Aha! Wilshire and Crenshaw is the next stop. I reach to pull the cord, but somebody is reaching faster than me, and they get to it first.

The bell rings. The sign says “Stop requested: please use rear door exist.”

Alrighty! I can use the rear-door exit. It’s my favorite, in fact.

But, alas, the driver slows down for the stop at Crenshaw, sees the light is green, and then accelerates past the stop without stopping or opening his doors.

Me and 4 other people yell “WTF?”

The next stop is Wilshire and Western, where I first alighted the 720 an hour ago to trundle along the same stretch of Wilshire BLVD twice.

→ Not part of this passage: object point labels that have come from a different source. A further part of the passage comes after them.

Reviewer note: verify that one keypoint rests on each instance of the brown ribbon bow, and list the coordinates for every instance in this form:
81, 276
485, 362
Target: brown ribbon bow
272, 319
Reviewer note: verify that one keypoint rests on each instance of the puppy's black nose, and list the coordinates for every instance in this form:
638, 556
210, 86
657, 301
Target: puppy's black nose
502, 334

Third time is the charm. After another 20 minute wait, another 720 comes, and I pull the cord immediately.

He stops! It’s magical.

We get out. I walk over to the Metro 710 sign. A nice lady says to me: “That doesn’t run at night. You have to take the 210.” There is not a single map of the route posted. There is not a single schedule posted. Were it not for that woman, I would have had no way of knowing that the 710 doesn’t run at that time of night because waiting an hour for a bus is not unusual in my experience.

During this time, I have not seen a single taxi.

So I go stand at the 210 station. It is pitch black except for headlights on Wilshire and some sad streetlights.

I wait for 45 minutes. I see a taxi coming, but the 210 is right behind.

Eh, I think. I’ll save the 10 bucks and take the bus. I let the taxi go by.

I look up. The 210 bus now says “Not in Service.”

I utter words you can not put on a family blog and I turn around and walk 1.7 miles from Wilshire/Crenshaw home, to Crenshaw on Washington, at 10 o’clock at night.

As I turn the corner from Crenshaw& Washington, 500 yards from my house, a taxi turns around and says “Honey, let me give you a ride. You don’t need to walk in this neighborhood at night.”

My travel time: approximately 4 hours.